The Lost Flowers of Alice Hart (Amazon Prime Video) is a seven-part Australian-set drama that plays out like a long, terrible but ultimately potent ode to female damage and redemption. Adapted from Holly Ringland’s bestselling novel, produced by the same company as Big Little Lies, it tells the story of the titular character (portrayed as a child by Alyla Browne, then by Alycia Debnam-Carey), who survives a fire that kills her violent father and pregnant mother and is taken to live at a remote flower farm with her strange, distant grandmother, June (Sigourney Weaver).

This isn’t for the faint-hearted. Stark themes (abuse, death) intermingle with flawed, exhausted humanity as Alice uncovers the mysteries of the “flowers” (the female workers at the farm), and the secrets and lies swirling up from the choking Australian dust.

Sigourney Weaver in a wide-brimmed hat in a field in front of a house looking serious in The Lost Flowers of Alice Hart.
‘A potent ode to female damage and redemption’: Sigourney Weaver in The Lost Flowers of Alice Hart. Photograph: Hugh Stewart

I could have done without the relentless uber-hippy ambience (why do female-heavy dramas tend towards this?). However, The Lost Flowers… is beautifully filmed, from the house at the farm (even the walls seem stained with tea and loss) to the sunset-drenched drama of the desert craters. In a strong cast (including Asher Keddie and Leah Purcell), Weaver gives a stellar performance as the battling June, trying to fend off monsters in the real world and ghosts in all the others. If you can take the stubbornly leaden pace, this is worth your time.

In the eight-part BBC Two series The Hidden World of Hospitality With Tom Kerridge, the Michelin-starred chef travels around the country visiting restaurateurs to see how they’re managing in the post-lockdown, post-Brexit world of food price hikes and staffing difficulties.

In last week’s second episode, Kerridge remained a genial host, admiring the “entrepreneurial spirit” of the owners of the Beefy Boys as they open a new burger restaurant in Cheltenham: with hours to go, and no meat to be seen, they still laughingly crack on and triumph.

Tom Kerridge in a white t-shirt and chef’s striped apron smiling in a kitchen
‘Genial host’ Tom Kerridge.
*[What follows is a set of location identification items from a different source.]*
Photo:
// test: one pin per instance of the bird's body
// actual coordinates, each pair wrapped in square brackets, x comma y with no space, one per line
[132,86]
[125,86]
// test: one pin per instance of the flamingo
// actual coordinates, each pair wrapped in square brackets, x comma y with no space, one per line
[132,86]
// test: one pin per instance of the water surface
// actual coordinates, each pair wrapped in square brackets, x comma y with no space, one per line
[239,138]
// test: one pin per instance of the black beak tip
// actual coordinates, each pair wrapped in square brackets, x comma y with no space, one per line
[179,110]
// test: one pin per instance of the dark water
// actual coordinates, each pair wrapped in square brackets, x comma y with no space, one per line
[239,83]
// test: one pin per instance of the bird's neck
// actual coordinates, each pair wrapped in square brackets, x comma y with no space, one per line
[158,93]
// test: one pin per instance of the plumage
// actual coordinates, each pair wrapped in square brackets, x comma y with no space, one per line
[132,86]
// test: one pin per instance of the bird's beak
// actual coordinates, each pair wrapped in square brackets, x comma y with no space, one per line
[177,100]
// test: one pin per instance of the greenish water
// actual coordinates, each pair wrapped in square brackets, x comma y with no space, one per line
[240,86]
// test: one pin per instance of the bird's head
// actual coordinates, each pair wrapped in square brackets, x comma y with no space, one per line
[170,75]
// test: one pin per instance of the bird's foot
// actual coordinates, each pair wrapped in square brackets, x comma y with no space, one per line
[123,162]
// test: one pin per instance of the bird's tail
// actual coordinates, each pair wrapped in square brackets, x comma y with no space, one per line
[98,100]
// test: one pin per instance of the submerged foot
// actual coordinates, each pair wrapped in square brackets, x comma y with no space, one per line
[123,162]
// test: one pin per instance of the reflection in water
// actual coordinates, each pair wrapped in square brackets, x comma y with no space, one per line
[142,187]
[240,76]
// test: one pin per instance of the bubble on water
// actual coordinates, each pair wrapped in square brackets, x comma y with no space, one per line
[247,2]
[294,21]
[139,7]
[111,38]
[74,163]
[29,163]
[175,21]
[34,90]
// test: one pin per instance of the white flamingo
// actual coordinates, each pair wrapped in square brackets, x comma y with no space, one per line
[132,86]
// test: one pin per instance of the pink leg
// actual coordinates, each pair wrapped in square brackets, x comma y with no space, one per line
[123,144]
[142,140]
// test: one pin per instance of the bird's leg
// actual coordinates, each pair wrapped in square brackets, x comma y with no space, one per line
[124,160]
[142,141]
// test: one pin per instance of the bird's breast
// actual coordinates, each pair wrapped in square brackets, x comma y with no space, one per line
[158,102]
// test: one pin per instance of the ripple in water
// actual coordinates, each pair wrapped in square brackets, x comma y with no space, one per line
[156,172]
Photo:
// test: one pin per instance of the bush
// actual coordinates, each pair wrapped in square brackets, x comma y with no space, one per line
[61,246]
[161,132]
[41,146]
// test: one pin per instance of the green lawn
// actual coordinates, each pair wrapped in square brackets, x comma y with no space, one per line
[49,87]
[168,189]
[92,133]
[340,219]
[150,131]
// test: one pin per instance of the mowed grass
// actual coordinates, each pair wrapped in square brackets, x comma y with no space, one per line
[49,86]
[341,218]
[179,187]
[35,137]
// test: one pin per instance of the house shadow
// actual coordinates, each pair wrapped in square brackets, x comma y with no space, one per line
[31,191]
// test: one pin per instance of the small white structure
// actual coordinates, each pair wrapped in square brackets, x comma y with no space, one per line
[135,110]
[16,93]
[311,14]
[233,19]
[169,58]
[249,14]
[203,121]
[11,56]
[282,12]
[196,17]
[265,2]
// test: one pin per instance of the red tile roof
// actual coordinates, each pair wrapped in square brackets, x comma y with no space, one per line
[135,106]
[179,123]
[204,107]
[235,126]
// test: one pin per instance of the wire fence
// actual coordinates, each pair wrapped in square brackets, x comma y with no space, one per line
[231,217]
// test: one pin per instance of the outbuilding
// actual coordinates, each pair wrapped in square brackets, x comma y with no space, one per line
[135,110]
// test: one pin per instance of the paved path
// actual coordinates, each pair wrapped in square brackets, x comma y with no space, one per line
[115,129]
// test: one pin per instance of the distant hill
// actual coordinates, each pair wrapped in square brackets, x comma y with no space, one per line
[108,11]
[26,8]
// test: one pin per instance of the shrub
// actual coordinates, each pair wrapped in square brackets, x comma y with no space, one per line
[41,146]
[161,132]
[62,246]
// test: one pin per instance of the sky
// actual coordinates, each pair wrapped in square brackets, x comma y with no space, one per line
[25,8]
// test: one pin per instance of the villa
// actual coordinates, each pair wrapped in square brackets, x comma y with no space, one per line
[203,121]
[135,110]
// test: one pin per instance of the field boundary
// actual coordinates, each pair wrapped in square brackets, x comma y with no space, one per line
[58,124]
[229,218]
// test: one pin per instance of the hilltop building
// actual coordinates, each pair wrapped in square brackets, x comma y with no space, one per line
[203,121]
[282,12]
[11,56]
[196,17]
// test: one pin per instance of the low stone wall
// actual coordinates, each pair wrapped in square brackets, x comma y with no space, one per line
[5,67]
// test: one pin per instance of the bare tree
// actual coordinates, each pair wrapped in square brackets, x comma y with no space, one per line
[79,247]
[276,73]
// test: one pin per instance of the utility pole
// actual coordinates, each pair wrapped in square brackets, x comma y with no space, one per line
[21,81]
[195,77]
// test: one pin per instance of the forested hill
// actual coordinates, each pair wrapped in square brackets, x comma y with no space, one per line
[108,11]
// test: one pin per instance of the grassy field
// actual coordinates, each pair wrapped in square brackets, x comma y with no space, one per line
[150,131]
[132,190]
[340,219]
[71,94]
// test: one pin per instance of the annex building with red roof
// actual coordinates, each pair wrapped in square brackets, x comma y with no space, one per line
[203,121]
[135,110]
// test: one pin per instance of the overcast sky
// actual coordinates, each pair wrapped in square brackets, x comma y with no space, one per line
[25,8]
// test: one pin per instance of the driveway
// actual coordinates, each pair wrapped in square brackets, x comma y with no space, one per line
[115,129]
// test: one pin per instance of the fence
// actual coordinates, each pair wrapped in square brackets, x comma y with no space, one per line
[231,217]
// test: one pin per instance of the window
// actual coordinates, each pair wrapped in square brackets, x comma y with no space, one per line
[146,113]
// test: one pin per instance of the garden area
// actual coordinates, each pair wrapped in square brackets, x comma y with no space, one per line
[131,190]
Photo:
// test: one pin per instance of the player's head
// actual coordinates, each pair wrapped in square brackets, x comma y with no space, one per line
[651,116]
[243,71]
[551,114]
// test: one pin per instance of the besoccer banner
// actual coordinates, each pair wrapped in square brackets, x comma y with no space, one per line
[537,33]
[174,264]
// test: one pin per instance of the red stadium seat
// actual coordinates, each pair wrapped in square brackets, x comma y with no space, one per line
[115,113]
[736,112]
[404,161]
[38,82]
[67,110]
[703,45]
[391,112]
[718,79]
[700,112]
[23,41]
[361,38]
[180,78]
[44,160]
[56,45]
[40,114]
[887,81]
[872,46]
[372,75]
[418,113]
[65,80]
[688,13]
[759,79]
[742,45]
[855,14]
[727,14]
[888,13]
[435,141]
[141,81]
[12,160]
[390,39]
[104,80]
BBC/Bone Soup Photograph: Edwin Hasler/BBC/Bone Soup

It’s a different mood when Kerridge is shown, sadly, closing his Manchester restaurant the Bull & Bear, a project with former Manchester United and England football player Gary Neville, which joined the thousands of other casualties of the pandemic. As Kerridge drives away, ashen-faced, it doesn’t seem fanciful to feel the restaurant business is once again revealed as the ultimate emotional rollercoaster with added service charge.

Star ratings (out of five)
Heartstopper ★★★★
Wolf ★★★
The Lost Flowers of Alice Hart ★★★
The Hidden World of Hospitality With Tom Kerridge ★★★

What else I’m watching

Martin Amis: Money and Memories With William Boyd
(BBC Four/iPlayer)
It still seems unbelievable that Martin Amis died in May. This short but reflective piece by his great friend and fellow novelist William Boyd was part of BBC Four’s Amis-themed celebratory evening.

Martin Amis in 2014
Martin Amis in 2014. Photograph: Murdo Macleod/The Guardian

Dr Death
(Channel 4)
The penultimate episode of the true crime drama about Christopher Duntsch, the US neurosurgeon found guilty of gross malpractice, resulting in the maiming and death of patients. Starring Joshua Jackson and Christian Slater, it’s genuinely alarming.

Love Island: The Live Final
(ITV2/ITVX)
A shock final result and a long overdue return to form for the series. From the Fake Bake self-tans to the fake-looking feelings, for the first time in forever I will miss it.

• This article was amended on 8 August 2023 to correct the name of school in the series Heartstopper – it is Truham grammar school.